16. A non-transitory computer-readable medium storing instructions that, when executed by one or more processors, cause the one or more processors to:
determine mental workload and mental fatigue of a pilot based on physiological data;
determine available attentional resources of the pilot based on the mental workload and the mental fatigue;
determine attention allocation of the pilot based on the available attentional resources and gaze patterns derived from the physiological data;
determine situational awareness of the pilot based on the attention allocation and flight data; and
generate a visualization of the available attentional resources of the pilot, the attention allocation of the pilot, the situational awareness of the pilot, and aircraft state data.

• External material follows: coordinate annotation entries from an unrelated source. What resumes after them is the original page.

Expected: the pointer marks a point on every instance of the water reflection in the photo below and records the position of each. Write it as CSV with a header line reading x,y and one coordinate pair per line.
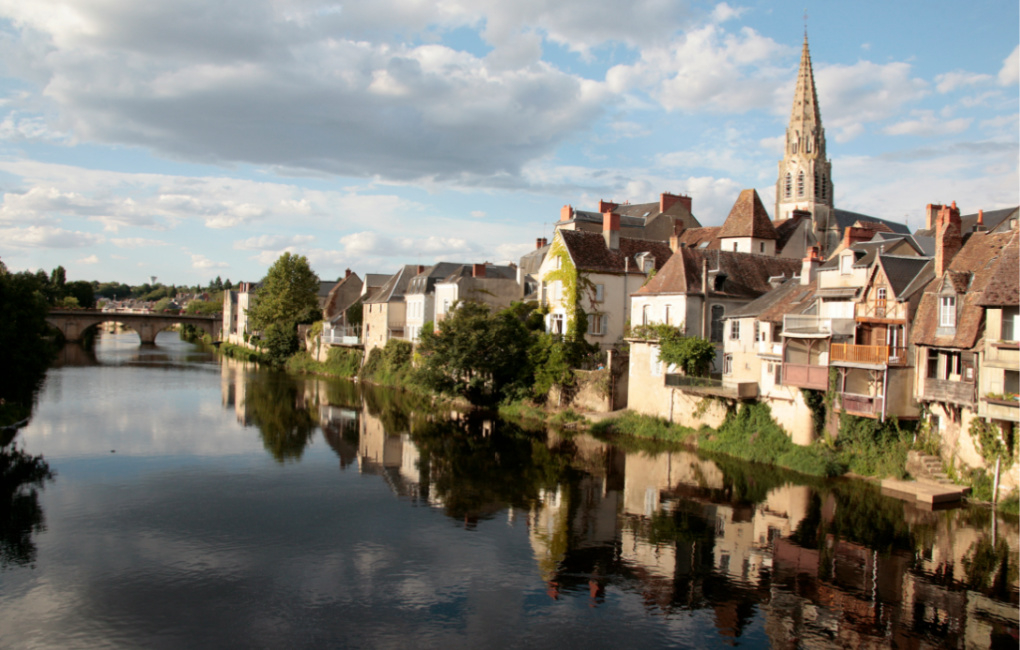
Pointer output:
x,y
21,476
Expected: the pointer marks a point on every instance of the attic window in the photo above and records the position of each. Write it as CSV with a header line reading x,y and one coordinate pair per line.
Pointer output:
x,y
947,311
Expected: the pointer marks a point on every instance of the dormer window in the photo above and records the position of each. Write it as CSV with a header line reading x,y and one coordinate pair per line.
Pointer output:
x,y
947,311
847,264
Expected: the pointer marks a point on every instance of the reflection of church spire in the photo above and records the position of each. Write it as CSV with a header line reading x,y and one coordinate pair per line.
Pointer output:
x,y
805,181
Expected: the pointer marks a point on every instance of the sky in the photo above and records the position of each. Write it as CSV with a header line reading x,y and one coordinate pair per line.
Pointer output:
x,y
190,140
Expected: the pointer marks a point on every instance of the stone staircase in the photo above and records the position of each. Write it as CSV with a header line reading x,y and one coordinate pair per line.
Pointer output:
x,y
926,468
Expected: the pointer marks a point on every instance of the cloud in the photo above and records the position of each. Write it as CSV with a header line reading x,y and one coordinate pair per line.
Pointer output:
x,y
263,83
958,79
203,262
272,242
1010,72
136,242
47,237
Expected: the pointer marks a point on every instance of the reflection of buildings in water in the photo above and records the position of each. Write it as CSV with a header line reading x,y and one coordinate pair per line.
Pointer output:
x,y
393,456
233,375
340,428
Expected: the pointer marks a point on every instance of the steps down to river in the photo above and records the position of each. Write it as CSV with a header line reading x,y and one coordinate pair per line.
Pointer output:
x,y
931,486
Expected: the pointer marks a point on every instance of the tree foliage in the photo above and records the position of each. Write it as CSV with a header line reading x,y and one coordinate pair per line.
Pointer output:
x,y
479,355
288,294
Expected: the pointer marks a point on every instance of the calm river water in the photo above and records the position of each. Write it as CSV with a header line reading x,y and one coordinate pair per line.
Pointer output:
x,y
200,502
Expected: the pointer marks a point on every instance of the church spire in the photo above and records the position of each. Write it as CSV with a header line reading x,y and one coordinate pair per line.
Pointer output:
x,y
805,182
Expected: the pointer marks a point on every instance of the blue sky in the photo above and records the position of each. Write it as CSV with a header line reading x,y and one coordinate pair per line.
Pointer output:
x,y
188,140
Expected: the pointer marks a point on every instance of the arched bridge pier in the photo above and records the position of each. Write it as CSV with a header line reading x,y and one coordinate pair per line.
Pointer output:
x,y
73,322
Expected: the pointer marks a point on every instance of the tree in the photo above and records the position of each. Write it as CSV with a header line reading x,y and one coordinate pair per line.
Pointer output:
x,y
475,354
288,295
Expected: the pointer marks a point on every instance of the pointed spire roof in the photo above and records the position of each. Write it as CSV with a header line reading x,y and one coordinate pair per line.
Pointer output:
x,y
805,111
748,218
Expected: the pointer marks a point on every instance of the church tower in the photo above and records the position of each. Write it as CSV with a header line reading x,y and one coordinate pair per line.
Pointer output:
x,y
805,173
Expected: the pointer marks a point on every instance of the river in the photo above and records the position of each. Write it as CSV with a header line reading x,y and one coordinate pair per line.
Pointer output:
x,y
195,501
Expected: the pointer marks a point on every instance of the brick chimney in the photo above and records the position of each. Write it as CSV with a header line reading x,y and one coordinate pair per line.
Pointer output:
x,y
611,230
949,237
931,215
607,206
979,226
809,265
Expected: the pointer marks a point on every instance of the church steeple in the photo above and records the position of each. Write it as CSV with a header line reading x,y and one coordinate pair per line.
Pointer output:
x,y
805,181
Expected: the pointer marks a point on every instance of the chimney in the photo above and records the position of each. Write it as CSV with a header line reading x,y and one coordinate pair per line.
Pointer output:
x,y
979,227
809,265
949,239
607,206
931,215
611,230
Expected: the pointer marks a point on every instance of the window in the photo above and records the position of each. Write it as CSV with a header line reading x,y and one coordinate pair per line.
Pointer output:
x,y
932,364
556,323
1011,323
847,264
947,311
717,312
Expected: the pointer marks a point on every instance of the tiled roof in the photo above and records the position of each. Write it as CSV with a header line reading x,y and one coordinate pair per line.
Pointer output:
x,y
749,218
590,253
736,275
985,263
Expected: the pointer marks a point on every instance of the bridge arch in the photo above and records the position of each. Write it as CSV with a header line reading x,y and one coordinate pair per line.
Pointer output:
x,y
72,323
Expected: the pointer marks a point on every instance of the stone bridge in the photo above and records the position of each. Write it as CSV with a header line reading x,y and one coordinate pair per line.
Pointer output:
x,y
73,322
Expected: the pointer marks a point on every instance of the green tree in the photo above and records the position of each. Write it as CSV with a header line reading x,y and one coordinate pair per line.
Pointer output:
x,y
288,295
476,354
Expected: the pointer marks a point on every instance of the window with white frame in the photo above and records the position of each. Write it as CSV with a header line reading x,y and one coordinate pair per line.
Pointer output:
x,y
598,323
947,311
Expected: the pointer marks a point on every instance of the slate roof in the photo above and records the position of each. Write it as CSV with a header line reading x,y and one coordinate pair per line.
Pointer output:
x,y
748,217
743,275
983,271
788,298
902,271
590,253
846,218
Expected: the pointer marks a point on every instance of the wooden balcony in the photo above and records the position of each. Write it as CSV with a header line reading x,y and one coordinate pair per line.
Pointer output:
x,y
867,354
961,393
1002,354
712,387
861,404
805,376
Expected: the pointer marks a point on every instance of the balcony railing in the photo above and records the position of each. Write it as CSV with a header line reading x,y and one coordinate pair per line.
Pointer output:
x,y
805,376
794,325
962,393
718,388
860,404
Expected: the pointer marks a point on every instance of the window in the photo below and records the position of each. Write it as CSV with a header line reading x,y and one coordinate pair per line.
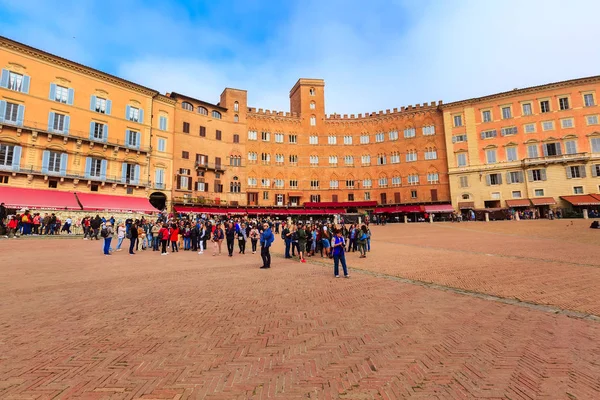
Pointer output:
x,y
486,116
162,145
511,154
571,147
430,153
545,106
459,138
493,179
563,103
529,128
548,125
489,134
512,130
491,156
429,130
413,179
433,177
457,121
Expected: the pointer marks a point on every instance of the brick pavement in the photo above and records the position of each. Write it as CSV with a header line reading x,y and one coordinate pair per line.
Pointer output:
x,y
186,326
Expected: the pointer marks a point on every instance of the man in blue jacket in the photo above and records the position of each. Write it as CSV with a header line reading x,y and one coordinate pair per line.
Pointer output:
x,y
266,239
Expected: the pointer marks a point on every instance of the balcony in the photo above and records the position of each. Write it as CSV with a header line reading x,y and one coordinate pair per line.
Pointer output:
x,y
562,158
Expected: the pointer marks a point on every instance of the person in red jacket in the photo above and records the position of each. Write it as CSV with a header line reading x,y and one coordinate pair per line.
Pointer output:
x,y
174,238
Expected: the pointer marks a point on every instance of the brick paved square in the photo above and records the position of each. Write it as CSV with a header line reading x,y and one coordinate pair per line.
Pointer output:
x,y
76,324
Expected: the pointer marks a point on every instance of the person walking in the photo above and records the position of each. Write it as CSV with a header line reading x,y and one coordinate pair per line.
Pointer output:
x,y
339,248
266,239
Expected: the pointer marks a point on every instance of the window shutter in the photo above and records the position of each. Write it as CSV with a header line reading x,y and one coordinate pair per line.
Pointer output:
x,y
67,124
52,95
51,122
103,166
45,161
20,114
25,86
88,167
64,159
16,158
4,78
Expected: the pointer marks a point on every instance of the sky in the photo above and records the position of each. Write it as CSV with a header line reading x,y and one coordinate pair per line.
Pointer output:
x,y
372,55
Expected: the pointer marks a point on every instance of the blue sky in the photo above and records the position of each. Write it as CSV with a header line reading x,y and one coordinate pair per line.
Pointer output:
x,y
373,55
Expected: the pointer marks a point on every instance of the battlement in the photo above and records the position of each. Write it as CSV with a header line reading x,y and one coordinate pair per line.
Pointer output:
x,y
408,109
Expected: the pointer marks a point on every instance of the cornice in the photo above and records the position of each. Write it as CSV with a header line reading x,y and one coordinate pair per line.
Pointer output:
x,y
62,62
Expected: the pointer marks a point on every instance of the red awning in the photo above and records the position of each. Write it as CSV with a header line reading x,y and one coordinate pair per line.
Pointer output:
x,y
583,200
543,201
518,203
38,199
439,208
106,202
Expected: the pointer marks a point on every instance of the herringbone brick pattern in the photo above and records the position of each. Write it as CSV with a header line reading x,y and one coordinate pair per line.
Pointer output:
x,y
75,324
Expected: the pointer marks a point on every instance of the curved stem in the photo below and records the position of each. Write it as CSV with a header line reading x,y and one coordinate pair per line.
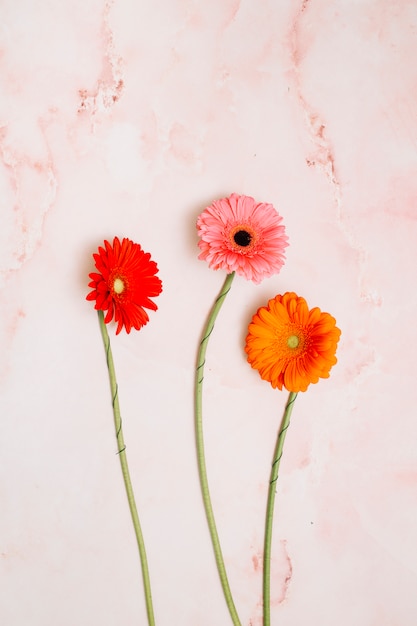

17. The non-transient, computer-readable medium of claim 16, wherein the one or more processors are configured to:
estimate, using at least one Kalman filter, the pilot's mental workload and mental fatigue;
combine, using a Gaussian Mixture Model (GMM), outputs of the at least on Kalman filter, wherein the output represents a weighted Gaussian component; and
adapt a weight of the Gaussian component in real-time based on the physiological data and aircraft state data.
18. The non-transient, computer-readable medium of claim 16, wherein the one or more processors are configured to implement a Probabilistic Graphical Model (PGM) algorithm to track a pilot's current knowledge of flight variables.
19. The non-transient, computer-readable medium of claim 16, wherein the one or more processors are configured to provide real-time graphical representations of the available attentional resources of the pilot, the attention allocation of the pilot, the situational awareness of the pilot and relevant aircraft parameters associated with the aircraft state data.
20. The non-transient, computer-readable medium of claim 16, wherein the one or more processors are configured to determine the situational awareness including comparing the pilot's attention allocation with critical flight information.